En plein zénith de l’été, c’est la très chouette Kim Doré des éditions Poètes de brousse qui communiquait avec moi pour me proposer de réviser un recueil inédit de poèmes d’Emmanuel Cocke (L’exquis cadavre) et la réédition d’un recueil de Jean-Paul Daoust (111, Wooster Street). Quelle fierté! J’avais si hâte qu’une maison d’édition digne de ce nom retienne mes services!
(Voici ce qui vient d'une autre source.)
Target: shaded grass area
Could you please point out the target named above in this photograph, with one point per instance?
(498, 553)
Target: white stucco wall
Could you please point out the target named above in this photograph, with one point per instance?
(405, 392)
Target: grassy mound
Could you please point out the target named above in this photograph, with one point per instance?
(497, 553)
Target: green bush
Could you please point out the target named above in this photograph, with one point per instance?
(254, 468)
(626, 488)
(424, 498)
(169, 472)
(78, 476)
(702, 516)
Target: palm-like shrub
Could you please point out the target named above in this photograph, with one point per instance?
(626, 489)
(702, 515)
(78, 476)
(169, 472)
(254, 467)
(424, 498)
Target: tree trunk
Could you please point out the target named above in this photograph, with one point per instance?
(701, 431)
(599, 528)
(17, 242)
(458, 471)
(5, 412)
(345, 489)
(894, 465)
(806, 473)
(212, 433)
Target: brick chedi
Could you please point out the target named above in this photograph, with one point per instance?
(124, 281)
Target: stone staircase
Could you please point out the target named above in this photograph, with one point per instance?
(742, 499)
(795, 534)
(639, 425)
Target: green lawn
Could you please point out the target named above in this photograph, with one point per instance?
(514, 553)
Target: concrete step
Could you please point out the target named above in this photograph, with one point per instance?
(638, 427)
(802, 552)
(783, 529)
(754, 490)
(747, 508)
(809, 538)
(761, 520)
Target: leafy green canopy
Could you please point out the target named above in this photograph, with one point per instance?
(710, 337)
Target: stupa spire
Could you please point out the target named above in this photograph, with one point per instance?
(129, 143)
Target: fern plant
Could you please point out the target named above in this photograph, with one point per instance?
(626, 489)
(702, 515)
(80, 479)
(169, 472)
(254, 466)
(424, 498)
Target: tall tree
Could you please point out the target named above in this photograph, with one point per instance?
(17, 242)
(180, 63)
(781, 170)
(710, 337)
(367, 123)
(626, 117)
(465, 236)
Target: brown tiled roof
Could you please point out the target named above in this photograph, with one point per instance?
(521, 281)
Ce que je ne savais pas, c’est que naîtrait entre nous un esprit de collaboration dont tout le monde rêve, et qu’on m’offrirait ensuite de réviser un essai de Normand Baillargeon (Légendes pédagogiques), à qui je voue une sincère admiration. J’espère que je ne vous apprends rien : Normand, en plus de posséder une culture générale – dans le sens très noble du terme – absolument phénoménale, est d’une gentillesse exemplaire. Encore en décembre, Poètes de brousse m’offraient de réviser le troisième tome des Odes radiophoniques du poète radio-canadien. Quelle chance, vraiment.

Kim a généreusement recommandé mes services à D. Kimm (Les Filles électriques), qui était à la recherche d’une personne pour réviser les textes du festival Phénomena, la nouvelle mouture de l’ancien festival Voix d’Amérique. Je ne sais pas ce que vous en pensez, mais des artistes aussi talentueuses que D. Kimm, audacieuses, éclatées et qui roulent leur bosse depuis longtemps dans les circuits, disons, marginaux, ça ne court pas les rues. En tout cas, j’étais terriblement fière d’obtenir ce contrat et j’espère avoir le plaisir de participer à l’édition 2014. Longue vie à Phénomena!